She pretty much asked for that.
I know this girl who was a "child star" on Nickelodeon and ABC.
It's really, really, really fucking fucked up what they have to put up with. I would go absolutely insane and probably rob somebody.
Ohh ohh! Was it the snooty girl from Salute Your Shorts? Because her name was Venus Demilo. That was her actual name.
|Walt Henderson |
It's a bad idea to try and make fun of the host, even if it is Jimmy Kimmel.
Geez what crawled up his arse.
Macaulay Culkin sure is enjoying himself though.
He's clearly from the David Letterman school of late night host. Leno would have never pulled that.
Conan wouldn't have either, but he'd have snuck in some jabs after the interview.
Ferguson might have done it, depending on his mood.
Fallon is incapable of jokes but he might make us all sad by trying to make one.
How can you be on Dancing With the Stars (or whichever derivative this is) and not know you're a has-been?
And Melissa Joan Hart is still hot.
Ahhh, things are still OK in the world.
still hot? She was pretty heavy there for a while. And before that she was underage.
CRAIG FERGUSON WOULD'VE HANDLED THAT WITH CLASS, 'MAN SHOW' DUDE.
|Herr Matthias |
well, she HASN'T done anything since 1996.
Anyone who disagrees that she was asking for it is a serious mangina.
|La Loco |
Ziing! Wait is she Buffy or something?
|Rum Revenge |
Jimmy Kimmel speaks the truth.
I really don't know who the hell that person is.
|Frank Rizzo |
YEAH WELL SO ARE YOU!!! NYYYAAA!!!!
Props for an unconventional cosplay couple: Anorexic Mike Haggar and a Carwash.
|Torture the Artist |
Clarissa called down the thunder AND SHE GOT THE STORM.
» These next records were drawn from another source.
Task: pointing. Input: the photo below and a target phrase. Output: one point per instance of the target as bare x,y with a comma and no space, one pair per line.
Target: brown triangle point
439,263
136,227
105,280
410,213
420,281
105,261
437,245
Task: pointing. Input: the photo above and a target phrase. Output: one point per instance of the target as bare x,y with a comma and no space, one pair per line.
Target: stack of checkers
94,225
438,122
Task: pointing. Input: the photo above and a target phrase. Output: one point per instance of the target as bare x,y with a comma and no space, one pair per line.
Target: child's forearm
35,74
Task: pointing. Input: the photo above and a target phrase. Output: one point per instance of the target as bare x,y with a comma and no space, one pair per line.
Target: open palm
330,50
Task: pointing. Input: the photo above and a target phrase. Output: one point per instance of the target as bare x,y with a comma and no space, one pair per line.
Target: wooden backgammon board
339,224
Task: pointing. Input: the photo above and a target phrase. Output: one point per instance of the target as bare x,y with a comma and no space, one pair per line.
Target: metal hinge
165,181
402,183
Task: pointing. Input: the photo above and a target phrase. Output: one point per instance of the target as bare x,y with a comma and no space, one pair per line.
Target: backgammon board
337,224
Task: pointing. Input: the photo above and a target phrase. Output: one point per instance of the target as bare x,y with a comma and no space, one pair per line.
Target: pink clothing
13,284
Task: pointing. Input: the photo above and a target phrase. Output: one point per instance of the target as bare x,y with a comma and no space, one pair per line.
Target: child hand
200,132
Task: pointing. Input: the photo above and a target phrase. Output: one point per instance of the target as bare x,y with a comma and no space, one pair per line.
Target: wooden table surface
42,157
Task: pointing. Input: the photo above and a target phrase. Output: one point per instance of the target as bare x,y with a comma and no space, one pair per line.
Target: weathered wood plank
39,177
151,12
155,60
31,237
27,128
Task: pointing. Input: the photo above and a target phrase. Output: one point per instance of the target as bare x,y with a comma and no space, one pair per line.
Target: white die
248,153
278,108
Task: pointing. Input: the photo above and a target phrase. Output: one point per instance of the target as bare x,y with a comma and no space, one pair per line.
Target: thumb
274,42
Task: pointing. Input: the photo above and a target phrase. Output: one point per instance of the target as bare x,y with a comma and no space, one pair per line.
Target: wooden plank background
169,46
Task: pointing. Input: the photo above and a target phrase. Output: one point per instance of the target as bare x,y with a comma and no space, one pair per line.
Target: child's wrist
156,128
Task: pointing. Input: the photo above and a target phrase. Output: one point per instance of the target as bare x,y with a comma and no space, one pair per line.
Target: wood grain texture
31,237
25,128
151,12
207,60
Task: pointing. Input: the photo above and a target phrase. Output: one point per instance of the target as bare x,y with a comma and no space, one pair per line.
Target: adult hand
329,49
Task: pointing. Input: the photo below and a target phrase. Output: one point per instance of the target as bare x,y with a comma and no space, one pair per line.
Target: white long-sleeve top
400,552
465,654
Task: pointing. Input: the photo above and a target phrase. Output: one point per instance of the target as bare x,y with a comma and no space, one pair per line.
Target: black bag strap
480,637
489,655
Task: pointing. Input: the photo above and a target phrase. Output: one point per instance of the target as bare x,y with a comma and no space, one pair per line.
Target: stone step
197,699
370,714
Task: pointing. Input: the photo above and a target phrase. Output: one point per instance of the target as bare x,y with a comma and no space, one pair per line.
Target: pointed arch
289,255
NA NA na na na....na na na na na na...HEY COOL
Three useless people are in this video. One of them insults another one. The third one is silent.
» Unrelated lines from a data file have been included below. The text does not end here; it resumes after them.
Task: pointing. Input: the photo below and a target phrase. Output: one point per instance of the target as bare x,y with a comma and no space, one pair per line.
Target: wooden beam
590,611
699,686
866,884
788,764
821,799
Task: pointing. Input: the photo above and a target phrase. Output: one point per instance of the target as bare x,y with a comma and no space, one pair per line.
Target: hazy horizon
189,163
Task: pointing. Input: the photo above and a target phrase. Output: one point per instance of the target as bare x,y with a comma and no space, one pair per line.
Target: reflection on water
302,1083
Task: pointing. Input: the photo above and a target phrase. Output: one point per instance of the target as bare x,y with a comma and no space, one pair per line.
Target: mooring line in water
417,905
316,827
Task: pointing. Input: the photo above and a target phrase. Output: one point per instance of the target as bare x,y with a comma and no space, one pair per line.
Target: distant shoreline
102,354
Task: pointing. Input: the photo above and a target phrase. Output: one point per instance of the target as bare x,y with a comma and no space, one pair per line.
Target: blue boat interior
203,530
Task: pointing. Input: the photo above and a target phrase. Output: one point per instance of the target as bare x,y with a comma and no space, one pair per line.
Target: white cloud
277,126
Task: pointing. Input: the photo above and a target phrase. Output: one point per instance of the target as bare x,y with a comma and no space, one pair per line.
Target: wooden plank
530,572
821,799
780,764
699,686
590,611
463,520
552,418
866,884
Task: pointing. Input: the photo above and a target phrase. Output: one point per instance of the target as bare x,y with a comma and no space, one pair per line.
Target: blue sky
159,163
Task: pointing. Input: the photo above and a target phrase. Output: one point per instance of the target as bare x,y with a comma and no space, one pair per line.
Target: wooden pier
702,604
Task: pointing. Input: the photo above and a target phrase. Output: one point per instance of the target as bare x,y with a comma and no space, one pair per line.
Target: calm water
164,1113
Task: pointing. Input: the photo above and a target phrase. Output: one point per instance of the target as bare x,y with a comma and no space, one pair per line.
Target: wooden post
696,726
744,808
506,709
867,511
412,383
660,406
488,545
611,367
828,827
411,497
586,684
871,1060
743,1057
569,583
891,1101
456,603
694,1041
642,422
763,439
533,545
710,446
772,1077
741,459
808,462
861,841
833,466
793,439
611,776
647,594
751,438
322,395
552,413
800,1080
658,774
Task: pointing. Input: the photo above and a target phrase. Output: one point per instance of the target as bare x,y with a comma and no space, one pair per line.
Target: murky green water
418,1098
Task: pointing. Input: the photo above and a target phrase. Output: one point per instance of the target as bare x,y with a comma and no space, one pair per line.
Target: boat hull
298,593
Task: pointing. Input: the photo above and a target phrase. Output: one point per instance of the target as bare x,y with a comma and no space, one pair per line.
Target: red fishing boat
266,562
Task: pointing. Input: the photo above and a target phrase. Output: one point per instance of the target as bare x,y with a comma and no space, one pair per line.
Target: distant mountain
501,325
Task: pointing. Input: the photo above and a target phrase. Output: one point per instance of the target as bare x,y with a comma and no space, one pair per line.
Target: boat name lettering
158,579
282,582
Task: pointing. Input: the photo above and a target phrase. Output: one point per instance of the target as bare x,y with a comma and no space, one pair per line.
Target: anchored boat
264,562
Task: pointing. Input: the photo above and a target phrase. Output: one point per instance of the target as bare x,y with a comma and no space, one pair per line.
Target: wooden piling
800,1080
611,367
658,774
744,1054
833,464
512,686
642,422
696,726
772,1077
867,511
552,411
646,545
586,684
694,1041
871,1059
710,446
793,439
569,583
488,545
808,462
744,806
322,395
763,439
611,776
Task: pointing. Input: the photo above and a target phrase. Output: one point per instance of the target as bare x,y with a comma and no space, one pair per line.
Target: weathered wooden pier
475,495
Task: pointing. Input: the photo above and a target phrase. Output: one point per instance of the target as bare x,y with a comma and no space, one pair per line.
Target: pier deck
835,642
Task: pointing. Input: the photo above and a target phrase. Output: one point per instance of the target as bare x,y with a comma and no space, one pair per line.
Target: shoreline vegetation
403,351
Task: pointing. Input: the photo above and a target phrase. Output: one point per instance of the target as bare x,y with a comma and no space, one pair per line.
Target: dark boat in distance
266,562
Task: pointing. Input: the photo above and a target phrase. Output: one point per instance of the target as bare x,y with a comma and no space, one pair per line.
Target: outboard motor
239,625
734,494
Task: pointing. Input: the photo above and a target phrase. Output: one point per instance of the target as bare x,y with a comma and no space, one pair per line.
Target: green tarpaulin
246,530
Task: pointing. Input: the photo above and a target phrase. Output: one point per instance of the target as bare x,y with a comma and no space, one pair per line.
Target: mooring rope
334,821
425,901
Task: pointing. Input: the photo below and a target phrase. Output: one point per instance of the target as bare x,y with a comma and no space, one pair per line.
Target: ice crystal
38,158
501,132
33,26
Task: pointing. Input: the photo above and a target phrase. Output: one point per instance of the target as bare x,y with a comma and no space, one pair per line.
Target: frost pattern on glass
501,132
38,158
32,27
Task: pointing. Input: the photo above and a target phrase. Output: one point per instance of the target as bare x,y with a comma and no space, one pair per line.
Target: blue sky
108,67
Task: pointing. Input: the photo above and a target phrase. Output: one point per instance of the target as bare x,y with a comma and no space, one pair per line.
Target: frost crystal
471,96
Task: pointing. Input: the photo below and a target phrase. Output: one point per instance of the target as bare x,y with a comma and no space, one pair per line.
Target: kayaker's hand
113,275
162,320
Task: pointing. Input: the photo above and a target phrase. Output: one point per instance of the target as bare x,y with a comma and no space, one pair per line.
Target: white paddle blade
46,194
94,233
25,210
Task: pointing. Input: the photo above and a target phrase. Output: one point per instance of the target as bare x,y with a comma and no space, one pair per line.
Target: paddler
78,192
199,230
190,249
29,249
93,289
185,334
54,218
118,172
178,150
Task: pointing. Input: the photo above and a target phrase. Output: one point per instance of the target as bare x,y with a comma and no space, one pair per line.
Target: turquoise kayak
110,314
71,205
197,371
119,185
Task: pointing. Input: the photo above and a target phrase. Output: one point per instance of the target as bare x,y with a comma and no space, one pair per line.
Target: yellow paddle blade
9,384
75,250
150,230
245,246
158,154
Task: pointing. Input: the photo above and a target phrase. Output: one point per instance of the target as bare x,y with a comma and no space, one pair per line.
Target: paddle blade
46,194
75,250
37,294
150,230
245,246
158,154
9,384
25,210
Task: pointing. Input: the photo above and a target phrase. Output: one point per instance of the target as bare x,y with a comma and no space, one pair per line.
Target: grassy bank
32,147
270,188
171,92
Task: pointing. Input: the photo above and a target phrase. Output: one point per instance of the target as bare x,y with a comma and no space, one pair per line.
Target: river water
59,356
Certainly none of them are as useful or as accomplished as you.
Camonk invented silent velcro, what did you guys do?
Aside from my many accomplishments, it's apparently not allowed to make fun of shitty celebrities anymore?
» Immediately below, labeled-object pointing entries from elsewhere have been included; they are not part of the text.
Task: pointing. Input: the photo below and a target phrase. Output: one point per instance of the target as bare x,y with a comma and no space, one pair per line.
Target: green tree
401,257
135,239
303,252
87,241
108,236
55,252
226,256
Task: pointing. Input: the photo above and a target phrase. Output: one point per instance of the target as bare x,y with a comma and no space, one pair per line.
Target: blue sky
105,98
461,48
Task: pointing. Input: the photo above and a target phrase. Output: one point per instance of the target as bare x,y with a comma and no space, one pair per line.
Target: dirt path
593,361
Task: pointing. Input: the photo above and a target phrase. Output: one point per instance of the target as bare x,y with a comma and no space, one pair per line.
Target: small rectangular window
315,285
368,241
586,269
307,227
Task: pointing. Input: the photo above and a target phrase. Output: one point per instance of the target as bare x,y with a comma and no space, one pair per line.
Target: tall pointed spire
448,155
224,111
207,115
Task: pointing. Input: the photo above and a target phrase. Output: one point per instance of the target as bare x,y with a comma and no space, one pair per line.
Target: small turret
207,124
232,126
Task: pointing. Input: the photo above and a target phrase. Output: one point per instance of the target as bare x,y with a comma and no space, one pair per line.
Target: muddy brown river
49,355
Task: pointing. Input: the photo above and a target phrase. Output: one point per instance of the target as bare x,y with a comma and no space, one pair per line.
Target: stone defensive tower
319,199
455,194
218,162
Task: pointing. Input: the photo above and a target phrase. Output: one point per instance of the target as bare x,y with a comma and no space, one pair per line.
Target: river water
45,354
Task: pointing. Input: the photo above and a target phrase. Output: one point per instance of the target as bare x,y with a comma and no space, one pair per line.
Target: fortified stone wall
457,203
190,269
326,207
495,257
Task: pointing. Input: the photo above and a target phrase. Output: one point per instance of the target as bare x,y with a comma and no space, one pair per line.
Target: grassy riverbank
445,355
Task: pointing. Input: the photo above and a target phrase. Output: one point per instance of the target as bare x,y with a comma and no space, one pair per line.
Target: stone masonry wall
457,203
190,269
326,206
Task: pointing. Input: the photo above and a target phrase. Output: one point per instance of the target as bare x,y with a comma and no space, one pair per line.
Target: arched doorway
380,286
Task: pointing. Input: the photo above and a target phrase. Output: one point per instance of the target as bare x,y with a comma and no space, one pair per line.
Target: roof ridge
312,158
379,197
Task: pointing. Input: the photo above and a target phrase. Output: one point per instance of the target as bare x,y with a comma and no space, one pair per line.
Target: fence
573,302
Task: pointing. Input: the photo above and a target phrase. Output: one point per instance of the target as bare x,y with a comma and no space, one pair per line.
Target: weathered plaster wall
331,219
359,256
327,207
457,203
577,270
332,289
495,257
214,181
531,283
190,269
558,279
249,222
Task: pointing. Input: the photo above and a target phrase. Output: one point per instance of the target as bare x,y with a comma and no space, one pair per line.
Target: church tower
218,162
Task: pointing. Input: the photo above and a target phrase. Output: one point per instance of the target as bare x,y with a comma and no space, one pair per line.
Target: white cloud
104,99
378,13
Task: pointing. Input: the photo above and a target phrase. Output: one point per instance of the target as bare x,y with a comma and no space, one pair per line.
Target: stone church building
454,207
Yeah cause you weren't on The Man Show or Sabrina The Teenage Witch, and these people were. Who that third guy is, the world will never know.
True story: She was a guest on Conan a few years ago when The Cure was on, and Conan said to her, "So, why not tell everyone why you're here," and she replied, "Oh, I'm not here for you, I'm here for The Cure," and went into this story about asking her publicist to get her on the show since she was a big fan of The Cure. She turned to face the audience as she told the story, so she didn't notice that the look on Conan's face was pure contempt.